Time complexity of a monitored quantum search with resetting

TL;DR

This paper analyzes a quantum search algorithm with feedback and resetting, showing how it affects search time complexity and under what conditions it can outperform traditional Grover's algorithm.

Contribution

It introduces a quantum search model with feedback and resetting, analyzing its time complexity and identifying conditions for potential speedup over Grover's algorithm.

Findings

Optimal parameters for search time identified

Quantum speedup possible within physical bounds

Resetting enhances convergence for finite databases

Abstract

Searching a database is a central task in computer science and is paradigmatic of transport and optimization problems in physics. For an unstructured search, Grover's algorithm predicts a quadratic speedup, with the search time $\tau(N)=\Theta(\sqrt{N})$ and $N$ the database size. Numerical studies suggest that the time complexity can change in the presence of feedback, injecting information during the search.

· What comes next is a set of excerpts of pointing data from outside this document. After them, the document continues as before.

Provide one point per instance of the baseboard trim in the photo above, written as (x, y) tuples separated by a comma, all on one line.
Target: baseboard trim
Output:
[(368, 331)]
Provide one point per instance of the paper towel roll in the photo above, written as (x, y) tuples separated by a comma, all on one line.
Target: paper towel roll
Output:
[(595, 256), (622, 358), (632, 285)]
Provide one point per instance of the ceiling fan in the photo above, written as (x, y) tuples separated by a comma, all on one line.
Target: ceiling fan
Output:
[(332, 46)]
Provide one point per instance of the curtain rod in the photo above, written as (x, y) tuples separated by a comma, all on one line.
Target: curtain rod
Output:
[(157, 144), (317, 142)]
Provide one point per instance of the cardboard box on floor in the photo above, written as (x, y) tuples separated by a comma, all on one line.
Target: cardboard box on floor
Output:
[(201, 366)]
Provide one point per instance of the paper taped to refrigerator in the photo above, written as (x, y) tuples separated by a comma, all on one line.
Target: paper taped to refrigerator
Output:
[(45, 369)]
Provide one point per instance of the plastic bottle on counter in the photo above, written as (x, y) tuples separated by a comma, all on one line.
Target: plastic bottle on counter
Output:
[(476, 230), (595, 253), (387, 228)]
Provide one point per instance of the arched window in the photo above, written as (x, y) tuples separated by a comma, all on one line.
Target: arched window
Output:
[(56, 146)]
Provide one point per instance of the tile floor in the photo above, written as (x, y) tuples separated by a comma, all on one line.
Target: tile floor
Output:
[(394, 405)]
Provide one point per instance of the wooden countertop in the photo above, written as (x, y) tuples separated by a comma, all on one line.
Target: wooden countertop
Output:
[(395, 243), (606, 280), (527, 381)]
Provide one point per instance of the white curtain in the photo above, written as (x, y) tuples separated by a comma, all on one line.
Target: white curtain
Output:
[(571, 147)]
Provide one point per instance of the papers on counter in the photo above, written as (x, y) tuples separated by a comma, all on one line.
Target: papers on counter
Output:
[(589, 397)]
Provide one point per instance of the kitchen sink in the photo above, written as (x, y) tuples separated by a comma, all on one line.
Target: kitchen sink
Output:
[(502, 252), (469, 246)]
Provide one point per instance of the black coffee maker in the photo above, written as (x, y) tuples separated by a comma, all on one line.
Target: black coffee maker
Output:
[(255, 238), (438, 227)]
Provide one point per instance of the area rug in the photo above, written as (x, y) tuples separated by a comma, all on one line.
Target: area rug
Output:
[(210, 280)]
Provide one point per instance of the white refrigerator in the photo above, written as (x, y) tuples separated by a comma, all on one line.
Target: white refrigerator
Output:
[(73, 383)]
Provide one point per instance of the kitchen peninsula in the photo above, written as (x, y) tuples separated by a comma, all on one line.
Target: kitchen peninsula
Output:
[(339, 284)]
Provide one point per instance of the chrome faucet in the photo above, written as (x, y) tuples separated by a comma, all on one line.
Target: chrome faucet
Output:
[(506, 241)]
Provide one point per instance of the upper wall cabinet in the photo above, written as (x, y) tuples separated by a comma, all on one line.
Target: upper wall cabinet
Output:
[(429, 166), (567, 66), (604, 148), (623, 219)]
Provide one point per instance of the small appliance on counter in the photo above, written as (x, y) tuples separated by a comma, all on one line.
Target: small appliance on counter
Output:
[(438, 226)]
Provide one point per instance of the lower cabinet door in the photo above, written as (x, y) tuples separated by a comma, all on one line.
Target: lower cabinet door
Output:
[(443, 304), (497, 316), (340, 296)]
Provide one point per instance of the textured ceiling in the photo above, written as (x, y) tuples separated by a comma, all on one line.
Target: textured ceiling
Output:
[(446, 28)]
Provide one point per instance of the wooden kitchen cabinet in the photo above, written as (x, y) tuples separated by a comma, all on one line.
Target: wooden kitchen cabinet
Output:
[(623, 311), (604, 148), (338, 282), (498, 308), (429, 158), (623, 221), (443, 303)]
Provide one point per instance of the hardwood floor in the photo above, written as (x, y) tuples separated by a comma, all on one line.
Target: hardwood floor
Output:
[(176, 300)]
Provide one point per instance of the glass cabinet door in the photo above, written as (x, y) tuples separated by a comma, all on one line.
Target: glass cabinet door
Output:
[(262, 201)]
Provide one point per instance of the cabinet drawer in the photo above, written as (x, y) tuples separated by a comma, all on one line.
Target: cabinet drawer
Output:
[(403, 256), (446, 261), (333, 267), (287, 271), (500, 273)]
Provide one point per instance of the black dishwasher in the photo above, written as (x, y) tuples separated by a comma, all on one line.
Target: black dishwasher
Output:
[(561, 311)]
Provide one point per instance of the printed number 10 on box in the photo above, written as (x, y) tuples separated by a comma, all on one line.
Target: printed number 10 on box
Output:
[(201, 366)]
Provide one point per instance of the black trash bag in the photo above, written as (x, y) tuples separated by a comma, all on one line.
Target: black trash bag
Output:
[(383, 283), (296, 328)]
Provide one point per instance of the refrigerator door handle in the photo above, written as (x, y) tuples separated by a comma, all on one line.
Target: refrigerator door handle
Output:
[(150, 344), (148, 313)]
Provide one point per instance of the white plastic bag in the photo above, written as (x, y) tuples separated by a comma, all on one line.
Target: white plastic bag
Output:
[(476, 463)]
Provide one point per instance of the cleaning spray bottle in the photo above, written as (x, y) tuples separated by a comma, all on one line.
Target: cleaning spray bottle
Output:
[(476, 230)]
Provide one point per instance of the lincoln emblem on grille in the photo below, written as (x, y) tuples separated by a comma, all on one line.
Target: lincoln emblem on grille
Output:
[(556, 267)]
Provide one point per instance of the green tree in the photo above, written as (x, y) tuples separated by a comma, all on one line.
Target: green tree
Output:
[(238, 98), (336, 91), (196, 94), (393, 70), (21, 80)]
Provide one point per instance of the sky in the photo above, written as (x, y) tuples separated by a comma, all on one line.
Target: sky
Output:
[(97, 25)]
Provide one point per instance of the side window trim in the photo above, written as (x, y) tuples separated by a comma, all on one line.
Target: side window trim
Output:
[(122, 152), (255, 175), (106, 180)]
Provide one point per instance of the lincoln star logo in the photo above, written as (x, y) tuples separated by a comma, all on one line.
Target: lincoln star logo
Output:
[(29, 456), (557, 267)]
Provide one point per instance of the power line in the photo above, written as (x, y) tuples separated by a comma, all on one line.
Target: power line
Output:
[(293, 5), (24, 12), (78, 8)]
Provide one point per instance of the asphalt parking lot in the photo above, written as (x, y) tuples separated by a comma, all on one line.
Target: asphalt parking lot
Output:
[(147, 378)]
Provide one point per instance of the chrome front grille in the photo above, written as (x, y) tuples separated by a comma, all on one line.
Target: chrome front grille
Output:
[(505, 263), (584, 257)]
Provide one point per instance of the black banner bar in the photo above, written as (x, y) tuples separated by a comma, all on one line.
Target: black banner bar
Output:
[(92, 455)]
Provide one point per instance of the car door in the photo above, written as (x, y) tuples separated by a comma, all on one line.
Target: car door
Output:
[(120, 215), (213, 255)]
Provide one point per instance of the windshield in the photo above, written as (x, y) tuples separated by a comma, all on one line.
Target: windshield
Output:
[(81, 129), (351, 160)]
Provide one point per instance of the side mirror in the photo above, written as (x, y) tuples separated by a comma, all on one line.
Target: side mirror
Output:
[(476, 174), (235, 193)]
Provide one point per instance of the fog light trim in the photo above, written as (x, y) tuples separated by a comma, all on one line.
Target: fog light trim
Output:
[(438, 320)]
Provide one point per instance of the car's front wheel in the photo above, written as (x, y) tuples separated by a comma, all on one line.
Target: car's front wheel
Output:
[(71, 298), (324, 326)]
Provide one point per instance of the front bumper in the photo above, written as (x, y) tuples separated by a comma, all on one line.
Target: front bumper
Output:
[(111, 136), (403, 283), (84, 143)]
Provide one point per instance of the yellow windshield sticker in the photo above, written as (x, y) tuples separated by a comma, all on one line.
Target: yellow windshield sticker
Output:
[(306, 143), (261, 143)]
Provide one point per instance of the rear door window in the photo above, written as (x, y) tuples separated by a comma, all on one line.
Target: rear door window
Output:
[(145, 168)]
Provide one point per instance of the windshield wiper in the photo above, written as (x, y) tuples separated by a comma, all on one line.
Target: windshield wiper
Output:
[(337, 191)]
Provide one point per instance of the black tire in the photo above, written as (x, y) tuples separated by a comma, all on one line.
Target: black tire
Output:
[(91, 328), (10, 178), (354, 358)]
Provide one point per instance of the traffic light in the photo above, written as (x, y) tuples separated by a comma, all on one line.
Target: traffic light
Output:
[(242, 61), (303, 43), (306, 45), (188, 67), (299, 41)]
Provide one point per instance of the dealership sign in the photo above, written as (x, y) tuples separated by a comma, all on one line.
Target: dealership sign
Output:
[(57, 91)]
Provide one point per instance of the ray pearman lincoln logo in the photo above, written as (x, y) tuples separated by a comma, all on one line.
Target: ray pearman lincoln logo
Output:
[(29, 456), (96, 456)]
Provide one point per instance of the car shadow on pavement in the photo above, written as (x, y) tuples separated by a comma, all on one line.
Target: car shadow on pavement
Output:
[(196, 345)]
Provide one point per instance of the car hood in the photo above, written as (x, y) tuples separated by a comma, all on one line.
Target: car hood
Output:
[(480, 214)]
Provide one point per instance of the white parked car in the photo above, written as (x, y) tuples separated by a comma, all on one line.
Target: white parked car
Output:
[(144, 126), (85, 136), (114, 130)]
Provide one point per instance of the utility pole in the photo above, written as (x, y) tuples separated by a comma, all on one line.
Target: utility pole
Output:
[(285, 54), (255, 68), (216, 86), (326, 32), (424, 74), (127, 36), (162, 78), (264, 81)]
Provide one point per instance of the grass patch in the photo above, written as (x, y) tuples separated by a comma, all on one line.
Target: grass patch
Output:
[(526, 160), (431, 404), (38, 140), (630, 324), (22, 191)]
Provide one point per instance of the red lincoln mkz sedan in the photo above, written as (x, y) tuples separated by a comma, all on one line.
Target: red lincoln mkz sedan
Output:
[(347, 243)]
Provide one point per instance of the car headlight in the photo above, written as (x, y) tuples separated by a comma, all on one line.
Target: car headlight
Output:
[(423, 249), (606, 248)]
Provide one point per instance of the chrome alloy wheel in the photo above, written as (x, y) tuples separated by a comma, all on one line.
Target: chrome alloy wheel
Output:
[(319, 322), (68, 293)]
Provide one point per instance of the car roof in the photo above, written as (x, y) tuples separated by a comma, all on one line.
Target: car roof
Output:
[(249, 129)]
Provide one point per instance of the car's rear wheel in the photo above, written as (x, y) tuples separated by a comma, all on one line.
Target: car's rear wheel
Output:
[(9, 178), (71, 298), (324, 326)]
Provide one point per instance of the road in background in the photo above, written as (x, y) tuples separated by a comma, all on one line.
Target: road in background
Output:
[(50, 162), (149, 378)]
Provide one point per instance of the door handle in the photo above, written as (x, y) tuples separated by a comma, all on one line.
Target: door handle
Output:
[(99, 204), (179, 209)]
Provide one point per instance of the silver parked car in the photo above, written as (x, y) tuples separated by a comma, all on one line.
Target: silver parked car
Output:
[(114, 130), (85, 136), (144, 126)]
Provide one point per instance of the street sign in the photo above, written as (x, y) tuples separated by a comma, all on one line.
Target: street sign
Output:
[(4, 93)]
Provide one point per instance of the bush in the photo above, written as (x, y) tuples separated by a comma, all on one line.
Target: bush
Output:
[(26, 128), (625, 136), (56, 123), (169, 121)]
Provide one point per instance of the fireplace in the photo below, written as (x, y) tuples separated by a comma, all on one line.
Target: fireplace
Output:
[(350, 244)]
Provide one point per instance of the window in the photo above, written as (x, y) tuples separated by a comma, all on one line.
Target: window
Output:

Here, we determine the time complexity of the quantum analog of a randomized algorithm, which implements feedback in a simple form. The search is a continuous-time quantum walk on a complete graph, where the target is continuously monitored by a detector. Additionally, the quantum state is reset if the detector does not click within a specified time interval. This yields a non-unitary, non-Markovian dynamics. We optimize the search time as a function of the hopping amplitude, detection rate, and resetting rate, and identify the conditions under which time complexity could outperform Grover's scaling. The overall search time does not violate Grover's optimality bound when including the time budget of the physical implementation of the measurement. For databases of finite sizes monitoring can warrant rapid convergence and provides a promising avenue for fault-tolerant quantum searches.